Innovation is key for a country to remain competitive on the global stage. A country’s innovation includes its government, fiscal policies, education policies, and innovation environment (innovation inputs) as well as its patents, technology, business performance, and economic growth (innovation outputs).
Which countries are the most innovative? In the Bloomberg Innovation Index, dozens of countries were analyzed using seven metrics: research and development, gross value added by manufacturing, productivity, high-tech company density, researcher concentration, tertiary efficiency, and patent activity.

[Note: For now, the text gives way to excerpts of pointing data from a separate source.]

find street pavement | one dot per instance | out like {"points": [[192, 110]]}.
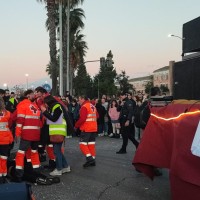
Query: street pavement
{"points": [[113, 177]]}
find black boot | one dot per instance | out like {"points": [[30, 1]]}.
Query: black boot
{"points": [[121, 151], [52, 164]]}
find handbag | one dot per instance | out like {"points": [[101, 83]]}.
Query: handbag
{"points": [[57, 138]]}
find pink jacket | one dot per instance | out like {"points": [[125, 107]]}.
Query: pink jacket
{"points": [[113, 113]]}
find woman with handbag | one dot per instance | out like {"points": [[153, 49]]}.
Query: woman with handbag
{"points": [[57, 132]]}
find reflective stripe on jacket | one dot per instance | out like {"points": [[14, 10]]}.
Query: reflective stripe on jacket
{"points": [[28, 121], [58, 128], [5, 133], [90, 125]]}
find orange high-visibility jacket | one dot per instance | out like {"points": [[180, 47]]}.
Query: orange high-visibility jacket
{"points": [[5, 133], [90, 125], [28, 121]]}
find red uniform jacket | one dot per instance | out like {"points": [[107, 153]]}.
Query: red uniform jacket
{"points": [[28, 121]]}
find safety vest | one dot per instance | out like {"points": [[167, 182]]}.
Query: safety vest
{"points": [[59, 127], [5, 133], [12, 100], [90, 124], [28, 121]]}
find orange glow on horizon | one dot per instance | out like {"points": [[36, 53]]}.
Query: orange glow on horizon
{"points": [[172, 118]]}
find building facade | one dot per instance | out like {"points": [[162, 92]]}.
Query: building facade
{"points": [[161, 77], [140, 83]]}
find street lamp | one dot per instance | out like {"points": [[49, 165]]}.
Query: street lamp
{"points": [[171, 35], [5, 85], [27, 80], [98, 87]]}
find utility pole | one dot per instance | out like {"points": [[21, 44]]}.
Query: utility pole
{"points": [[68, 32], [61, 52]]}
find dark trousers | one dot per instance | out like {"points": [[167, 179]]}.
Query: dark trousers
{"points": [[128, 132]]}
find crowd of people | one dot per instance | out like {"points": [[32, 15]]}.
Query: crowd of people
{"points": [[39, 122]]}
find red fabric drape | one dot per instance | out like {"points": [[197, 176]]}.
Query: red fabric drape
{"points": [[166, 144]]}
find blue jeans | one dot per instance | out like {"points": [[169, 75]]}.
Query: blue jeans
{"points": [[61, 161]]}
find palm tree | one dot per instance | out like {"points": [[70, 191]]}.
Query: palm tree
{"points": [[52, 22], [51, 5], [76, 15]]}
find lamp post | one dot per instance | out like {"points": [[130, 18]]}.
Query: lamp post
{"points": [[5, 85], [98, 87], [172, 35], [61, 52], [26, 81]]}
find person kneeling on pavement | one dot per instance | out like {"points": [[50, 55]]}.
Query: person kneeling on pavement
{"points": [[29, 175]]}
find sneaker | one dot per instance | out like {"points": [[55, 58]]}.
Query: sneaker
{"points": [[89, 163], [56, 172], [66, 170], [43, 181], [54, 179]]}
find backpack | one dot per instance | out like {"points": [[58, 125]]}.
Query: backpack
{"points": [[66, 115], [141, 115]]}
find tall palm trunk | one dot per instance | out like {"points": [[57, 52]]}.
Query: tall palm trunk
{"points": [[65, 57], [52, 43]]}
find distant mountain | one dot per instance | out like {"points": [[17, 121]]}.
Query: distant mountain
{"points": [[40, 82]]}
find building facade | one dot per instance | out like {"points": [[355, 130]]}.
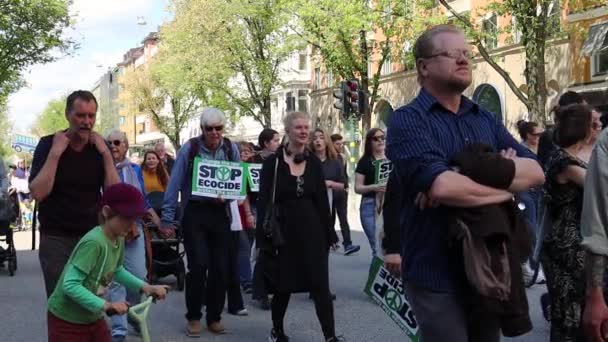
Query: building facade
{"points": [[139, 126], [106, 91], [589, 58], [399, 86]]}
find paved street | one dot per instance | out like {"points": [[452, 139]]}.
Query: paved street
{"points": [[359, 319]]}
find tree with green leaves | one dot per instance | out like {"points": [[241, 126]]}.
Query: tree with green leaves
{"points": [[31, 32], [51, 119], [5, 130], [537, 22], [154, 90], [348, 35], [232, 48]]}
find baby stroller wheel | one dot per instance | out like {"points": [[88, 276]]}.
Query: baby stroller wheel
{"points": [[181, 277], [12, 266]]}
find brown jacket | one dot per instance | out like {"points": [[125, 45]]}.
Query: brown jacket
{"points": [[494, 241]]}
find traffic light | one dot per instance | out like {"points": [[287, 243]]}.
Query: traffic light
{"points": [[341, 104], [363, 103], [352, 96]]}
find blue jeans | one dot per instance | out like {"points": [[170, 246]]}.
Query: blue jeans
{"points": [[367, 211], [244, 256], [134, 262]]}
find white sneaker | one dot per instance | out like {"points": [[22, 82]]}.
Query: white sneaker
{"points": [[527, 272]]}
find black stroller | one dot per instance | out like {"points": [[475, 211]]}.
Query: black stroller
{"points": [[167, 256], [9, 254]]}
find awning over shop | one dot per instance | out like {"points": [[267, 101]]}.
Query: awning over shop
{"points": [[597, 40]]}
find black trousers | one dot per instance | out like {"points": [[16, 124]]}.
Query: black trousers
{"points": [[235, 297], [340, 207], [324, 307], [53, 253], [206, 240]]}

In the 2020 Bloomberg Innovation Index, Germany took over the number one spot, knocking South Korea to second. Full of well-known tech companies and countless new tech start-ups, Germany ranked third for its density of high-tech companies. Germany also ranked third for patent activity and fourth for gross value added by manufacturing, which primarily comes from its car-making industry.
2. South Korea
South Korea is the second-most innovative country in the world, bumped from its first-place position by Germany. South Korea’s best performing metric is research and development intensity, which it ranked second for. South Korea also ranked third for gross value added by manufacturing, fourth for high-tech company density, and fifth for researcher concentration. South Korea is home to companies such as Samsung, LG, and Hyundai.
Singapore, which moved up three spots this year, is ranked as the third-most innovative country. Singapore ranked first for tertiary efficiency, with almost 85% gross enrollment in higher education as of 2017. Additionally, Singapore ranks second for gross value added by manufacturing, third for productivity, and fifth for patent activity.
Switzerland held its spot as the fourth-most innovative country in the world. Switzerland ranked third for both research and development and researcher concentration. Switzerland is among the countries with the highest spending on research and development concerning GDP. The private sector accounts for more than two-thirds of Switzerland’s R&D expenditure.
Sweden moved up two spots this year to be the fifth-most innovative country in the world. Sweden ranks fourth for research and development intensity and seventh for both high-tech company density and researcher concentration. In 2017, Sweden invested SEK 155.5 billion (US$154 billion) in R&D.
Israel ranks sixth overall for the most innovative country in the world but first for research and development intensity and second for researcher concentration. Israel’s large pool of STEM talent, entrepreneurial talent, low costs of R&D talent have made it a competitive country for the United States to outsource R&D too. Israel even competes with Silicon Valley. Apple, IBM, AT&T, Samsung, GE, Paypal, Microsoft, and Motorola are only a few of the many tech giants that have an R&D presence in Israel.
Finland is the seventh-most innovative country in the world, falling four places this year from third last year. Finland ranks ninth for productivity and researcher concentration. The country excels in technology and high-tech solutions. Finnish innovations include the Linux operating system and text messaging.
Denmark, moving up three spots from last year, is the eighth-most innovative country in the world. Demark ranks first for researcher concentration and seventh for research and development. The majority of research is done in the higher education sector and expenses are mostly allocated towards health services R&D. Additionally, Denmark ranks sixth in the world for productivity and eighth for its concentration of high-tech companies.
9. United States
The United States is the ninth-most innovative country in the world. Home to Google, Apple, Facebook, Twitter, Tesla, Amazon, Microsoft, Intel, and countless other the United States ranks first in the world for its concentration of high-tech companies. The United States also ranks first for patent activity, becoming the leader in the protection of intellectual property.
France kept its place at the tenth-most innovative country in the world. France, which its known for art, culture, literature, and cuisine, ranks second for its high-tech company density. The country is home to over 95 B2B tech companies such as Dassault Systèmes, Mention, and AgoraPulse. Additionally, France ranks eighth for patent activity.